When DE (or almost any other product for that matter) is marketed and sold as an insecticide in the United States, the claims must be substantiated and oversight maintained by the Environmental Protection Agency (EPA). This process protects you as a consumer. It ensures that the product performs what it claims to do, and that there are no health concerns relating to the product. And if there are, how they can be mitigated. This is a lengthy and costly process for any vendor wanting to make insecticidal claims.
DE vendors (especially those on the internet) that propagate this type of information have not taken the time or invested the money in the registrations process. And so the reverse actually holds true (for insecticidal use). Only use DE that has been properly registered by the EPA for specific uses and applications.

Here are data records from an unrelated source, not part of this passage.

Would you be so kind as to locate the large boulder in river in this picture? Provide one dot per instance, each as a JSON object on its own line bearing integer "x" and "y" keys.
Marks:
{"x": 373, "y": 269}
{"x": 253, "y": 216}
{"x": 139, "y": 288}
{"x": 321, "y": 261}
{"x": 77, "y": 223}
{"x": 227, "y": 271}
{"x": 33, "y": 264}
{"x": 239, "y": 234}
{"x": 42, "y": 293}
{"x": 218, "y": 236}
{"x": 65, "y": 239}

What happens if DE gets wet? Will it still work?
es! When it comes to diatomaceous earth, water is a wonderful carrier that helps in the applying of the DE. Our DE insecticide DEsect is rated with a solution application (1 lb. DEsect: 1 gallon water). It is true that when the DE is wet, it will not work as an insecticide. However, the moment the DE is dry again and sprayed where you want it, it becomes “active” again and will kill and repel the insects just as it was originally intended.
The two issues with water and DE is one, if it rains the DE will become displaced and will need to be re-applied to the desired area, and two, it will not work when wet, but will work again when fully dried.